En Banc Activity / Petitions

Here is an update on recent en banc activity in patent cases at the Federal Circuit. Highlights include two new petitions raising questions concerning public disclosures under 35 U.S.C. § 102 and issue preclusion. The court also denied two petitions. One raised a question related to the relationship of claim construction and unpatentability arguments in inter partes review proceedings. The other raised questions related to means-plus-function claims and patent eligibility. Here are the details.

New Petitions

New petitions were filed in two cases.

In Sanho Corp. v. Kaijet Technology International Ltd., Sanho asked the court to review the following question:

  • “Under what circumstances does an inventor’s disclosure of subject matter to others, which is made without any confidentiality expectations, constitute a ‘public[] disclos[ure]’ under 35 U.S.C. § 102(b)(1)(B) and (2)(B)?”

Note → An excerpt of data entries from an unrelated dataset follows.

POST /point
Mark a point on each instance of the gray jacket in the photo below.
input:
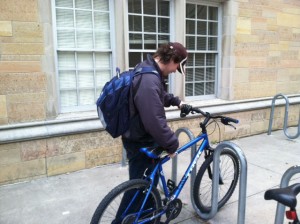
(148, 119)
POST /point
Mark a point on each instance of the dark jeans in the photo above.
(138, 164)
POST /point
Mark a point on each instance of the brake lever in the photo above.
(232, 126)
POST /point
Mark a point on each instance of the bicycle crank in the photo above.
(173, 210)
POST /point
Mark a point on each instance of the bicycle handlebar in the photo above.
(224, 120)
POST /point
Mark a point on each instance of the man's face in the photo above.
(170, 68)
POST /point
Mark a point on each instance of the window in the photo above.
(149, 27)
(202, 35)
(84, 51)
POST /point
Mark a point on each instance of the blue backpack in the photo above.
(113, 102)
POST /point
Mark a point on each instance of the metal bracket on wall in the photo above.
(286, 114)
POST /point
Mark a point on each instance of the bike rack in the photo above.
(285, 117)
(286, 177)
(215, 183)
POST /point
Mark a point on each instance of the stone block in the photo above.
(22, 48)
(26, 10)
(28, 32)
(244, 25)
(9, 153)
(15, 83)
(104, 155)
(3, 110)
(25, 170)
(65, 163)
(5, 29)
(20, 66)
(33, 150)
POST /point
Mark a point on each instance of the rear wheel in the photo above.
(229, 173)
(123, 202)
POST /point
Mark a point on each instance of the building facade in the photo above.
(56, 55)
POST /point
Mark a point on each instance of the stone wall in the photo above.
(28, 160)
(22, 81)
(267, 48)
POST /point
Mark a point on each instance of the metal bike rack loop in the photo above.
(285, 124)
(175, 160)
(215, 183)
(286, 177)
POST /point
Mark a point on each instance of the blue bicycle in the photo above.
(139, 201)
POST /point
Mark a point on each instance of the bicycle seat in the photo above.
(152, 152)
(285, 196)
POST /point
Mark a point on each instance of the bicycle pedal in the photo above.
(171, 185)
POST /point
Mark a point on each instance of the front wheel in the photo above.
(229, 173)
(124, 202)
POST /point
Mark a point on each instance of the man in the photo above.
(148, 97)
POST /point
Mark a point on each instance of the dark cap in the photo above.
(181, 53)
(179, 50)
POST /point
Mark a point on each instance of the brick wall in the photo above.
(22, 82)
(267, 48)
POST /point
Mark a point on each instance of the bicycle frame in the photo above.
(159, 170)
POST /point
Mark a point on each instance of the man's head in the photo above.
(173, 55)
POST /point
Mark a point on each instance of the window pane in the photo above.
(150, 41)
(202, 12)
(190, 11)
(210, 59)
(135, 23)
(134, 6)
(189, 74)
(64, 18)
(163, 8)
(85, 60)
(64, 3)
(149, 24)
(102, 40)
(66, 60)
(101, 21)
(86, 97)
(212, 43)
(85, 79)
(199, 59)
(84, 19)
(213, 13)
(201, 43)
(134, 58)
(199, 74)
(84, 39)
(66, 38)
(190, 43)
(212, 28)
(101, 5)
(149, 7)
(102, 60)
(67, 80)
(210, 74)
(210, 88)
(135, 41)
(199, 89)
(189, 89)
(163, 25)
(83, 4)
(190, 27)
(68, 98)
(201, 28)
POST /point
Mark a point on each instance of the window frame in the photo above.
(218, 52)
(75, 50)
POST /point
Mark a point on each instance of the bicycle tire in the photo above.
(108, 209)
(202, 188)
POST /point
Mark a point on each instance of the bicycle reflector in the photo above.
(292, 215)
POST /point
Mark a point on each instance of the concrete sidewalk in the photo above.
(72, 198)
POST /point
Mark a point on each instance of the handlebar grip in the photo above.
(226, 120)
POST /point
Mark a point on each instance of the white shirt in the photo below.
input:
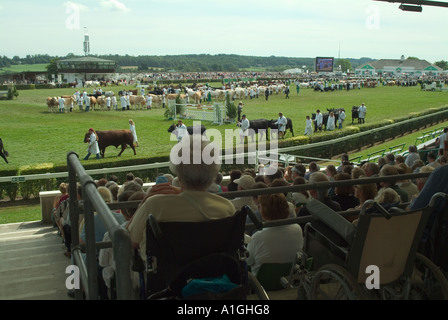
(245, 127)
(281, 123)
(319, 119)
(274, 245)
(362, 111)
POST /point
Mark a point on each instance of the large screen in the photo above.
(324, 64)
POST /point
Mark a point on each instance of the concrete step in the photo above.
(32, 262)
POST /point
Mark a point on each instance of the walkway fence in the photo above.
(121, 243)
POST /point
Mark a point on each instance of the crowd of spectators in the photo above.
(191, 192)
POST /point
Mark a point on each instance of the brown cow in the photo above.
(101, 101)
(115, 138)
(92, 103)
(137, 102)
(52, 103)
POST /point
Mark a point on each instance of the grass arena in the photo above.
(32, 135)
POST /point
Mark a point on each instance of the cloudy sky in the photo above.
(288, 28)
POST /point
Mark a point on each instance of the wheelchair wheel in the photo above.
(428, 282)
(333, 282)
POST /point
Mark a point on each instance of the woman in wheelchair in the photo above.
(277, 244)
(191, 202)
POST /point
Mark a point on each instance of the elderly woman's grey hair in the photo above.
(195, 161)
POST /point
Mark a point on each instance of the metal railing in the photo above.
(121, 242)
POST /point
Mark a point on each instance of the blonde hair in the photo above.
(274, 206)
(387, 195)
(106, 194)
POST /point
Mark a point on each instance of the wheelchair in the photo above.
(376, 260)
(198, 260)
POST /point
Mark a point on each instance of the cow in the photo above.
(355, 114)
(288, 126)
(114, 138)
(69, 101)
(52, 103)
(3, 152)
(101, 101)
(259, 126)
(138, 102)
(190, 129)
(93, 103)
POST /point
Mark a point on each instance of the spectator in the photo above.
(300, 198)
(331, 172)
(93, 145)
(308, 126)
(389, 170)
(388, 198)
(106, 256)
(420, 182)
(319, 194)
(192, 198)
(418, 164)
(371, 169)
(390, 159)
(129, 177)
(257, 185)
(277, 244)
(313, 167)
(280, 182)
(298, 170)
(441, 139)
(331, 123)
(347, 168)
(234, 174)
(412, 156)
(218, 181)
(288, 174)
(245, 182)
(432, 160)
(101, 182)
(357, 172)
(364, 192)
(344, 195)
(63, 189)
(281, 123)
(344, 158)
(268, 178)
(250, 172)
(381, 162)
(399, 159)
(406, 184)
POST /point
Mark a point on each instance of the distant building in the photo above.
(294, 70)
(86, 68)
(398, 68)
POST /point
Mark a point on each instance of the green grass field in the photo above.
(32, 135)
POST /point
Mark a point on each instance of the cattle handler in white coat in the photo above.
(93, 145)
(244, 126)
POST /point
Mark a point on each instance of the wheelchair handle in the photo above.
(257, 223)
(437, 195)
(378, 207)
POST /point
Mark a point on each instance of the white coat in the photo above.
(93, 145)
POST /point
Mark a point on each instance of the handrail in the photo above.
(286, 150)
(121, 242)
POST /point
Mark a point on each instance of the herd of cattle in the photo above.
(138, 101)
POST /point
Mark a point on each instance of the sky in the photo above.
(282, 28)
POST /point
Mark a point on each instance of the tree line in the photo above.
(201, 62)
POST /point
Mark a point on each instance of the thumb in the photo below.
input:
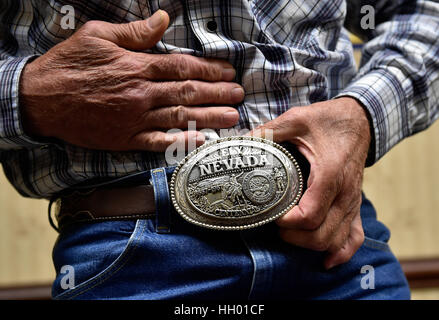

In Koss Corp. v. Vidal, Koss asked the en banc court to review the following question:

  • “Whether issue preclusion applies when a party, after the district court dismissed its claims with leave to replead, amends a complaint to add new claims based on newly pleaded facts, and the new facts and new claims have never been addressed or adjudicated by any tribunal?”

Denials

The court also recently denied petitions for rehearing en banc in the following two cases.

In Apple Inc. v. Omni MedSci, Inc., Omni MedSci raised the following question:

  • “When the arguments made and evidence presented in an Inter Partes Review Petition rely on the plain and ordinary meaning of claim terms and fail to account for or address well-established presumptions, such as the presumption that different claim terms have different meanings, which establish the plain and ordinary meaning based on a foreseeable application of the presumptions, does Axonics, Inc. v. Medtronic, Inc., 75 F.4th 1374 (Fed. Cir. 2023) strip the Patent Trial and Appeals Board of its discretion to reject as untimely Petitioner’s new unpatentability arguments, which address the foreseeable claim construction for the first time in the Reply brief, or does that discretion, as recognized in, inter alia, Microsoft Corp. v. IPA Techs. Inc., No. 2021-1412, 2022 WL 989403 (Fed. Cir. Apr. 1, 2022) and Acceleration Bay, LLC v. Activision Blizzard Inc., 908 F.3d 765 (Fed. Cir. 2018) remain intact given the Petitioner’s obligation to meet the statutory particularity requirement of 35 U.S.C. § 312(a)(3)?”

In Impact Engine, Inc. v. Google LLC, Impact Engine raised the following questions:

  1. “Whether means-plus-function claims subject to § 112(f) are patent-eligible under § 101 as a matter of law.”
  2. “Whether means-plus-function claims must be properly construed before assessing their eligibility under § 101.”